Complete step-by-step answer:
Earth is rotating about its own axis. So, any object in the equator of the earth will experience a centripetal force. This centripetal force is due to the gravitational force of earth.
Let the mass of the person is m.
So, the weight of the person at the equator will be,
$W=mg$
Where, g is the acceleration due to gravity.
Now, the observed weight at the equator is,
${W}'=m{g}'=\dfrac{3}{5}mg$
Now, when the earth rotates centripetal force is acting at the equator. So, the apparent weight of the person at the equator can be given by the equation,
\[\begin{align}
  & {W}'=W-{{F}_{c}} \\
 & \Rightarrow m{g}'=mg-\dfrac{m{{v}^{2}}}{R} \\
 & \Rightarrow \dfrac{3}{5}mg=mg-\dfrac{m{{v}^{2}}}{R} \\
 & \Rightarrow \dfrac{3}{5}g=g-\dfrac{{{v}^{2}}}{R} \\
 & \Rightarrow \dfrac{{{v}^{2}}}{R}=g-\dfrac{3}{5}g \\
 & \Rightarrow \dfrac{{{v}^{2}}}{R}=\dfrac{2}{5}g \\
\end{align}\]
Now, the linear velocity v can be expressed in terms of the angular velocity as,
$v=\omega R$
Where, $\omega $ angular velocity of the rotation of earth and R is the radius of earth at the equator.

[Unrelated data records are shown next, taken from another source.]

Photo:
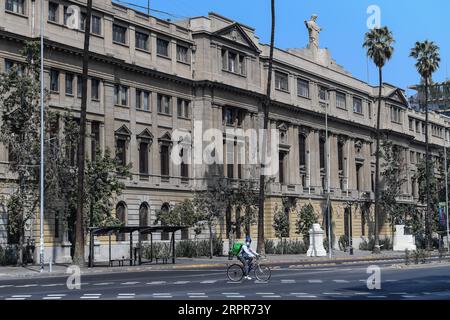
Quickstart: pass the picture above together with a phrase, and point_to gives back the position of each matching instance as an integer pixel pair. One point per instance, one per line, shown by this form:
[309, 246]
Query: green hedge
[184, 248]
[285, 247]
[8, 255]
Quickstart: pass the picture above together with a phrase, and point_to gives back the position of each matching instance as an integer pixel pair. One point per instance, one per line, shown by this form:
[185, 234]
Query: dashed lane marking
[315, 281]
[130, 283]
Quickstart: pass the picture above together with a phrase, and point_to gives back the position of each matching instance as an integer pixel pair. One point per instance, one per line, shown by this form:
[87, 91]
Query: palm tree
[427, 58]
[260, 245]
[79, 228]
[378, 43]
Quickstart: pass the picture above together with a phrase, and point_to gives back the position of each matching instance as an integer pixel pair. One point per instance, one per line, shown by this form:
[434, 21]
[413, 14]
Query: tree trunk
[79, 233]
[427, 173]
[260, 244]
[211, 248]
[376, 248]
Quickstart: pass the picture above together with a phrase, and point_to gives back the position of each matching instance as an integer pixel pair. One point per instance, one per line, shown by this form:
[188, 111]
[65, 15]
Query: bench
[119, 261]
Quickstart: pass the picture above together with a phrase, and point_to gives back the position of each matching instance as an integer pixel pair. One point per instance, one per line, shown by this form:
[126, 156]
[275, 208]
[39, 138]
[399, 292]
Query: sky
[344, 23]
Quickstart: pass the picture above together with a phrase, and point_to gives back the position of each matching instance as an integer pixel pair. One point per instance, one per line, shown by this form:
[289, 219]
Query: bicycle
[235, 272]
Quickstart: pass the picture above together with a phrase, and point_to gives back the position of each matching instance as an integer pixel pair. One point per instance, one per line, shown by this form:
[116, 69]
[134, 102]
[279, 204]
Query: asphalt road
[344, 282]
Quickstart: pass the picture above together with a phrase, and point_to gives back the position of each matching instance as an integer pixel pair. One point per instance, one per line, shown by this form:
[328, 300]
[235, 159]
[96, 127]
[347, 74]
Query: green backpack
[234, 251]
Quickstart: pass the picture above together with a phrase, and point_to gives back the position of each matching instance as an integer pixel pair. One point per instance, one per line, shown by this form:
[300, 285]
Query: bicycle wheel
[235, 273]
[262, 273]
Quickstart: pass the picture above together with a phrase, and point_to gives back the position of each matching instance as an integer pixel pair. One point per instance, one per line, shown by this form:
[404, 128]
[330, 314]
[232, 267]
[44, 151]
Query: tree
[427, 58]
[281, 225]
[306, 217]
[79, 244]
[378, 43]
[20, 132]
[394, 178]
[103, 185]
[266, 105]
[182, 214]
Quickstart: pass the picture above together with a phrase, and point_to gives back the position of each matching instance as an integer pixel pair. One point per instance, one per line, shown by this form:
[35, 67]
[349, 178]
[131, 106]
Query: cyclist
[246, 256]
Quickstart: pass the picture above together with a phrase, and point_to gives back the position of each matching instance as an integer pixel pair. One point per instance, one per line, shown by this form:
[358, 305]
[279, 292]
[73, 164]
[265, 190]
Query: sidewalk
[338, 257]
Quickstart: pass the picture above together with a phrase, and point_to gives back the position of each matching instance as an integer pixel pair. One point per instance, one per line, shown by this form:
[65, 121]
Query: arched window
[165, 207]
[143, 218]
[121, 215]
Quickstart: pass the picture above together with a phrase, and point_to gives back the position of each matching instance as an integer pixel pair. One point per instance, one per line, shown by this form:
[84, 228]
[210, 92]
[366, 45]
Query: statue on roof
[314, 30]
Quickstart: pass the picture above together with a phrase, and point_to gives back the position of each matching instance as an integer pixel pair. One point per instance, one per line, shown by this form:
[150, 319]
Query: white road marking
[265, 293]
[208, 281]
[315, 281]
[52, 285]
[130, 283]
[156, 282]
[27, 285]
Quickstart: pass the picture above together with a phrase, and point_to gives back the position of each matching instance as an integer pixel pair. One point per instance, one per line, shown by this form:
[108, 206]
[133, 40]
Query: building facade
[149, 78]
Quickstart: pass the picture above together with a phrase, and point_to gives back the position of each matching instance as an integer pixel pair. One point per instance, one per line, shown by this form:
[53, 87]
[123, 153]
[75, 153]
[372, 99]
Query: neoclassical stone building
[150, 77]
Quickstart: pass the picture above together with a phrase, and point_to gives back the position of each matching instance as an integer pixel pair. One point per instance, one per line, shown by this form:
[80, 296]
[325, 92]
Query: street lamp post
[41, 179]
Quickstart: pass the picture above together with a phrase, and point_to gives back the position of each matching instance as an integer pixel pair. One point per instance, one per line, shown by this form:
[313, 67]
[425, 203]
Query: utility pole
[41, 178]
[328, 179]
[446, 187]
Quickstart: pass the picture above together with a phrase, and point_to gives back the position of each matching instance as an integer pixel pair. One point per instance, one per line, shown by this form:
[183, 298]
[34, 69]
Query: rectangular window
[54, 80]
[281, 81]
[95, 138]
[164, 160]
[341, 100]
[82, 21]
[164, 104]
[143, 158]
[357, 105]
[182, 108]
[395, 114]
[303, 88]
[121, 152]
[96, 25]
[119, 34]
[53, 12]
[16, 6]
[69, 84]
[162, 47]
[95, 89]
[182, 54]
[323, 93]
[142, 41]
[121, 95]
[79, 86]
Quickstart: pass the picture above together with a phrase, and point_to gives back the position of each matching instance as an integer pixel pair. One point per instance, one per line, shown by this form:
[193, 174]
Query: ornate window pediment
[235, 33]
[123, 133]
[145, 136]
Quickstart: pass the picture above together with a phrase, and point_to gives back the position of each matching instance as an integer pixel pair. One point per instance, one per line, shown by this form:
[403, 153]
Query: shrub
[8, 255]
[343, 243]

Putting this in the above equation,
$\begin{align}
  & \Rightarrow \dfrac{{{\omega }^{2}}{{R}^{2}}}{R}=\dfrac{2}{5}g \\
 & \Rightarrow {{\omega }^{2}}=\dfrac{2g}{5R} \\
 & \Rightarrow \omega ={{\left( \dfrac{2g}{5R} \right)}^{\dfrac{1}{2}}} \\
\end{align}$
Acceleration due to gravity have a value of $g=9.8m{{s}^{2}}$ at the surface of earth and the radius of earth is $R=6400km=6.4\times {{10}^{6}}m$
Putting these values,
\[\omega ={{\left( \dfrac{2\times 9.8}{5\times 6.4\times {{10}^{6}}} \right)}^{\dfrac{1}{2}}}=7.8\times {{10}^{-4}}rad/s\]
So, the velocity of rotation of earth due to rotation of earth about its own axis will be \[7.8\times {{10}^{-4}}rad/s\].

So, the correct answer is “Option B”.

Note: Centripetal force is a force which acts on the body moving in a circular path and the force is directed toward the centre of rotation. For an object at the equator of earth, the centripetal force is given by the gravitational force of earth. Since this centripetal force depends on the velocity of the rotation, the apparent weight of objects will change depending on the velocity.